Os portugueses e espanhóis estão prestes a embarcar em uma jornada que já deixou marcas profundas em outros países: a coorganização da Copa do Mundo de 2030. Enquanto a euforia inicial toma conta, especialistas e cidadãos começam a questionar: quem está alertando a população sobre os verdadeiros custos e impactos desse megaevento? A memória recente de Brasil, Catar e África do Sul serve como um alerta poderoso.

Em 2013 e 2014, milhões de brasileiros foram às ruas exigindo ‘hospitais padrão Fifa‘, em protestos que ecoaram globalmente. Mais de uma década antes do pontapé inicial, o Catar já era obrigado a se defender de acusações de corrupção e violação dos direitos humanos, com trabalhadores imigrantes submetidos a condições desumanas. Já a África do Sul apresentou a Copa como um projeto nacional de desenvolvimento, mas os legados prometidos – como infraestrutura e empregos – ficaram aquém do esperado.

O que esperar da Copa de 2030?

A candidatura conjunta de Portugal e Espanha (com possível inclusão de Marrocos) foi aprovada pela Fifa em 2024, mas os preparativos já geram controvérsias. Estima-se que os custos totais ultrapassem os 10 bilhões de euros, com investimentos em estádios, transportes e segurança. No entanto, a transparência sobre a origem desses recursos e os impactos sociais ainda é limitada.

Organizações da sociedade civil em ambos os países têm alertado para o risco de desvio de verbas públicas, aumento da dívida e gentrificação de áreas urbanas. Em Lisboa e Madri, movimentos populares já começam a se articular, lembrando que, no Brasil, os protestos de 2013 foram um divisor de águas na política nacional.

Panorama político e econômico

O contexto atual é de crise inflacionária e descontentamento social em grande parte da Europa. Em Portugal, o governo de António Costa enfrenta pressão por políticas habitacionais e de saúde. Na Espanha, a coalizão de Pedro Sánchez lida com tensões separatistas e escândalos de corrupção. A Copa de 2030 pode ser vista como uma oportunidade de impulsionar a economia, mas também como um fardo adicional para os contribuintes.

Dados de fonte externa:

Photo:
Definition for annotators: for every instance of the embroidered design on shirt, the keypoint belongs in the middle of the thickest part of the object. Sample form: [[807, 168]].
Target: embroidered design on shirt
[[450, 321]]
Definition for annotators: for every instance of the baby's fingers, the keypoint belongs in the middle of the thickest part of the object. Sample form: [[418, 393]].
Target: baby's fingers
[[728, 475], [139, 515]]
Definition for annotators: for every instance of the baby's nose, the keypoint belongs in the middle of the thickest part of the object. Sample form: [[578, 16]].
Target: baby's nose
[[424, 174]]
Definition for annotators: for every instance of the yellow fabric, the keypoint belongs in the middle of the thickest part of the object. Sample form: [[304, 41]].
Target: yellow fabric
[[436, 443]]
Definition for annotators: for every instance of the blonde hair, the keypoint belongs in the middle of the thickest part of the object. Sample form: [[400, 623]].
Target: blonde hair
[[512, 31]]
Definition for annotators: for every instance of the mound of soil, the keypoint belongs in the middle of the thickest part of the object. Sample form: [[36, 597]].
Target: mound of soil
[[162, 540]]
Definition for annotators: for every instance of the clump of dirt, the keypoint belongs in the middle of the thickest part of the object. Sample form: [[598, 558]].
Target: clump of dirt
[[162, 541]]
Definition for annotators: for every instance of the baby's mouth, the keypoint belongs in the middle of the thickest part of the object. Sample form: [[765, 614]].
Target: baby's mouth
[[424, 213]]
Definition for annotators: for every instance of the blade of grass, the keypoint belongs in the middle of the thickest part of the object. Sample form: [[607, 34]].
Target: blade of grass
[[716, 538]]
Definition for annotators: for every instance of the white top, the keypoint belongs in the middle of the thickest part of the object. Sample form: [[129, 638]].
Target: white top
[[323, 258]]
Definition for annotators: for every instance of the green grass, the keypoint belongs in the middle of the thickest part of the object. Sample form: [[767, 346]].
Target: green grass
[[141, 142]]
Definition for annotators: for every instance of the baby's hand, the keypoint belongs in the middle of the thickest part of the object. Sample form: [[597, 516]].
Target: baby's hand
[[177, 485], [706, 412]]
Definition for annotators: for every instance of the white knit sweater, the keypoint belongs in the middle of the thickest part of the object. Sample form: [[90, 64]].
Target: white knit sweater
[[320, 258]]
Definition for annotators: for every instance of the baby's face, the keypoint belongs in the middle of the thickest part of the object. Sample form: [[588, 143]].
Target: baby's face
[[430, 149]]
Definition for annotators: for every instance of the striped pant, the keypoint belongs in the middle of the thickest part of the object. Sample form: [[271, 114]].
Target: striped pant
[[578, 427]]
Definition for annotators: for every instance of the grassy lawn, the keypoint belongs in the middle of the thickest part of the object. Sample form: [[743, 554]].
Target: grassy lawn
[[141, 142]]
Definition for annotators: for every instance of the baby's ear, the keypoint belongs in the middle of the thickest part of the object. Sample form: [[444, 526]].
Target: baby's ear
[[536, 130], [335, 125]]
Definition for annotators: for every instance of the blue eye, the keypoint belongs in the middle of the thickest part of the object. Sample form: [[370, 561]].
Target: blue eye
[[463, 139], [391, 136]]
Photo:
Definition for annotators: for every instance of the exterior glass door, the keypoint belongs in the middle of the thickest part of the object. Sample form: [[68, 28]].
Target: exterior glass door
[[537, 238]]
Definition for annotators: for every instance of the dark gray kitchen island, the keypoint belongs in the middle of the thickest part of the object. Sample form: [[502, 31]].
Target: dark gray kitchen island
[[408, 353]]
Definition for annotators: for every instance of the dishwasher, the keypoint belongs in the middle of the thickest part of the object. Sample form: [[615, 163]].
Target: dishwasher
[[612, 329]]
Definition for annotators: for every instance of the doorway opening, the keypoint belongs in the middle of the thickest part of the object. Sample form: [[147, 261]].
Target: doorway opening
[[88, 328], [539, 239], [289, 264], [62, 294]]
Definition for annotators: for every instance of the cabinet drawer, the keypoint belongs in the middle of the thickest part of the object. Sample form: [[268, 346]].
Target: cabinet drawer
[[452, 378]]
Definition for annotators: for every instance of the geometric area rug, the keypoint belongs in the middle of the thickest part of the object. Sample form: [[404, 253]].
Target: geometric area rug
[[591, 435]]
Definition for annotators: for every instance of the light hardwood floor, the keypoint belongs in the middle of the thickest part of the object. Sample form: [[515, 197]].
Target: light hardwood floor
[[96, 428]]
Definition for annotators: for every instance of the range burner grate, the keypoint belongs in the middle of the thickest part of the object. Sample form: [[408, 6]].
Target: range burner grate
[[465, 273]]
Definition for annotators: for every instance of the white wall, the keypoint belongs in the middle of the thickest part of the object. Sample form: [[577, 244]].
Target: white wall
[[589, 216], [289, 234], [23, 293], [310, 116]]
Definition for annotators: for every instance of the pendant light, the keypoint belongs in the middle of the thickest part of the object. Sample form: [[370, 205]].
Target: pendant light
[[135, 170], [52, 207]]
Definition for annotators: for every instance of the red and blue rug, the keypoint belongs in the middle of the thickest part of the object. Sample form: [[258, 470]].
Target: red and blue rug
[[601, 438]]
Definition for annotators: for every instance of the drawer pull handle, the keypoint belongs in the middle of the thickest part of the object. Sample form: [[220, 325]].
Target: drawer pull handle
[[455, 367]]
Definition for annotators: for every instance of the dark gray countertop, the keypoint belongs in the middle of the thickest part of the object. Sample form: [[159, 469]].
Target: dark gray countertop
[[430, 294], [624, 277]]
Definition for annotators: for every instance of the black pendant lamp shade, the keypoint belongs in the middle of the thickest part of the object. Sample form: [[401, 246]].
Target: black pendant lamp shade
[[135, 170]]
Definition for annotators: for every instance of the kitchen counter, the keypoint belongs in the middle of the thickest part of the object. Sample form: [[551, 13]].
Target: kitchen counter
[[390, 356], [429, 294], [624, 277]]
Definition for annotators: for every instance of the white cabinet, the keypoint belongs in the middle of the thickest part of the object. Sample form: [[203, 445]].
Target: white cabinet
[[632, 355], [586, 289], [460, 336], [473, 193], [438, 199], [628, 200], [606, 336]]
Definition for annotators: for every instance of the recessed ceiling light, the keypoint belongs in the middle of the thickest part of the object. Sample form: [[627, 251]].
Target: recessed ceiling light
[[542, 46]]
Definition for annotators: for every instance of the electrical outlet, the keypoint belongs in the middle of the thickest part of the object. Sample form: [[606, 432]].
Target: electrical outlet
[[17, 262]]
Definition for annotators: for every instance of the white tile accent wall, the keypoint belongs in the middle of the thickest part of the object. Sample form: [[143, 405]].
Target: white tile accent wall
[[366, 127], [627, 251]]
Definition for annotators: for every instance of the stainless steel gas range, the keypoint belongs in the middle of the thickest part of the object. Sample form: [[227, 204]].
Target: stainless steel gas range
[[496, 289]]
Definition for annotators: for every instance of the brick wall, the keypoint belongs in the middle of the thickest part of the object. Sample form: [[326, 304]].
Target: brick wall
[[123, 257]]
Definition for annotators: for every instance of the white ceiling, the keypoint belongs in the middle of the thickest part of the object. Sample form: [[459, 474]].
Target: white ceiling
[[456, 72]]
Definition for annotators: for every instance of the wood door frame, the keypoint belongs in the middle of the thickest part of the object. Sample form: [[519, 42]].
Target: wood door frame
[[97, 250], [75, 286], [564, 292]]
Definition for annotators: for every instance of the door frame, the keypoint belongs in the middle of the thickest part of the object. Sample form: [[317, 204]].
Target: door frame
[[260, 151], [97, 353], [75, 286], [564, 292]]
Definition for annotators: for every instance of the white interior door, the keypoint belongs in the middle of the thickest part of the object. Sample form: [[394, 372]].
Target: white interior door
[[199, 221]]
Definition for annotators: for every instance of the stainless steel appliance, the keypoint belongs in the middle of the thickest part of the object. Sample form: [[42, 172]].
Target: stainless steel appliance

Especialistas em direito esportivo, como Rodrigo Tavares, da Folha de S.Paulo, destacam que a Fifa historicamente impõe cláusulas que limitam a soberania dos países anfitriões, como isenções fiscais e restrições a protestos. ‘Os portugueses precisam saber que, ao aceitar a Copa, estão abrindo mão de parte do controle sobre suas leis e orçamento’, alerta.

Diante desse cenário, a pergunta que fica é: quem está informando a população sobre os riscos e responsabilidades de sediar um evento desse porte? Enquanto os governos celebram a escolha, a sociedade civil tenta se organizar para garantir que os legados sejam reais e não apenas promessas de palco.